Advocating for black stories in the age of streaming

In recent years, with the advent of streaming platforms, we've seen the rise of popular black-themes storytelling in mainstream pop culture in both film and television. Examples are the work of Issa Rae in the US or Michaela Coel in the UK, and other creative projects like Beyoncé's Black is King. All of these big pop cultural moments really centre around black identity. There's also now a dedicated Nigerian original series side of Netflix, known as Netflix Naija.

This myriad of series and movies have risen up because people have found them online or on streaming platforms — rather than in traditional theatres where the doors are still too often closed.

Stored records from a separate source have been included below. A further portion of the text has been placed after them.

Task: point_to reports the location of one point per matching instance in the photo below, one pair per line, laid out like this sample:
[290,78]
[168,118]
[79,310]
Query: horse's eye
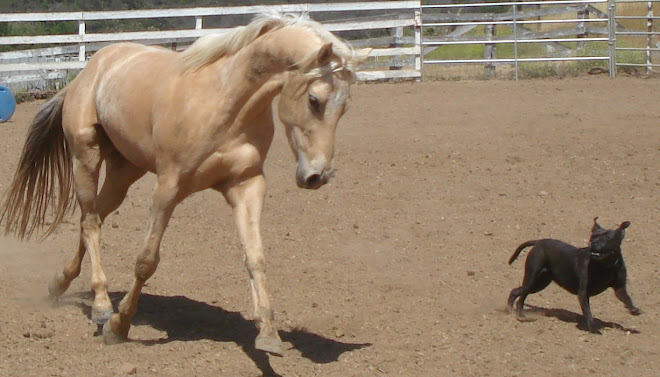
[314,103]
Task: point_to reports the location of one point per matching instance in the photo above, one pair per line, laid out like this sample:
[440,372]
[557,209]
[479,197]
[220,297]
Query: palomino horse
[198,119]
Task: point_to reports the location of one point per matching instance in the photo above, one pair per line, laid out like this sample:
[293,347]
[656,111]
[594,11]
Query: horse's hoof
[111,337]
[270,343]
[524,318]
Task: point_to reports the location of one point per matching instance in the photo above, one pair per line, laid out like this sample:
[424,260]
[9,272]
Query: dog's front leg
[583,297]
[583,293]
[622,294]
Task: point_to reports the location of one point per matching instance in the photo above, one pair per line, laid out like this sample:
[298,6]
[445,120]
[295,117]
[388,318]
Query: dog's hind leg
[534,281]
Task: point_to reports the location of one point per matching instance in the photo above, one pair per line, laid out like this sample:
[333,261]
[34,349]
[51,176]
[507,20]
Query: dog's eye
[315,104]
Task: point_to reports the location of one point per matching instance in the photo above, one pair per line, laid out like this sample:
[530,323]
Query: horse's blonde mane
[212,47]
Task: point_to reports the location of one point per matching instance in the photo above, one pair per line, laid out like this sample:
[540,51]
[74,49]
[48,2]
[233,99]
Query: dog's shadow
[571,317]
[183,319]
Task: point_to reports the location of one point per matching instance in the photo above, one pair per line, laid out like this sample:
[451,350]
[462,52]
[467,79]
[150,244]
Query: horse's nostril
[313,180]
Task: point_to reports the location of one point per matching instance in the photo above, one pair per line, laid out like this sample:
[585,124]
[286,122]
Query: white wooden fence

The Planet Africa 25 filmmakers argue that we need people like us on the screen and the editing room to be able to advocate for the value of content that “doesn't fit,” and that's a little bit different. “It's not the thing that you said yes to for the last forty years, but it's great. And here's why,” as Oliver delineates.

There's a multi-layered system of gatekeepers of quality. But there's a blatant lack of diversity in the people reviewing programs. “The system is doing exactly what it was designed to do. It's not broken.”

“You can continue to chase the club that doesn't always recognize you, or you can look for other indicia of success,” as Dawn Porter added. She tries to do a combination of both things. “Awards are great, and we need them. They're part of our ecosystem. But it's not the only thing.”

We need people to advocate for more diverse stories. “If you're not in the room, then there's no Planet Africa,” as Tommy Oliver told Cameron Bailey.